Senate Republicans Must Stop Delaying Attorney General Confirmation
It has been 124 days since Loretta Lynch was nominated to replace Eric Holder as Attorney General. In that time, the 50th anniversary of Selma reminded us that we have a long we to go to achieve equal voting rights; Ferguson re-entered the news with a report detailing egregious racism in the police department and its repercussions; a new coalition of groups working on criminal justice demonstrated a bipartisan commitment to reform; and a moving tribute at the Grammy awards proved that these issues go far beyond politics.
In all of these issues, the Department of Justice plays a vital role. And its head, as the top law enforcement officer in the United States, leads the way. Ms. Lynch, the U.S. Attorney for the Eastern District of New York, is a highly qualified nominee for the position. While some Republicans used her confirmation hearing as a chance to voice their out-of-touch views on President Obama’s recent immigration action or the departing Attorney General, she excelled in answering questions and impressing a bipartisan group of Senators.

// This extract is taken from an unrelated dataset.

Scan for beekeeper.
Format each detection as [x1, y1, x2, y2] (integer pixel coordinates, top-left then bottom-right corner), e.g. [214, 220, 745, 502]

So what is the hold up? Here are 5 reasons to quit delaying and confirm Loretta Lynch as Attorney General.
1. She has been more than fully vetted. On top of her confirmation hearings, Lynch submitted detailed responses to 900 written questions and met individually with at least 59 senators.
2. She is a proven, well-qualified leader. Lynch has a proven record of prosecuting hate crimes and corruption, and a reputation of being committed to protecting human rights and ensuring equal opportunity.
3. She has a wide array of support. Senators from both sides of the aisle support Lynch, along with 25 former U.S. Attorneys from Republican and Democratic administrations. Rudy Giuliani said, “if I were in the Senate, I would confirm her.” Rudy Giuliani!
4. She has waited longer than any other Attorney General nominee. Loretta Lynch’s nomination has been pending for 124 days, more than a month longer than any other in history.
5. She would make history. Loretta Lynch would make history by being the first African-American woman to become Attorney General. What better way for the Senate to celebrate Women’s History Month and the legacy of Selma than to confirm Lynch.
Bonus: The movie Goodfellas was based on one of Loretta Lynch’s cases. She’s got what it takes.
BOTTOM LINE: When issues of racial inequality, voting rights, criminal justice, and more are front and center in our nation’s dialogue, it is no time to be playing games with our nation’s top law enforcement officer. Loretta Lynch has proven herself, and the Senate has had ample time to deliberate. Now its time to bring the nomination to the floor, and vote to confirm.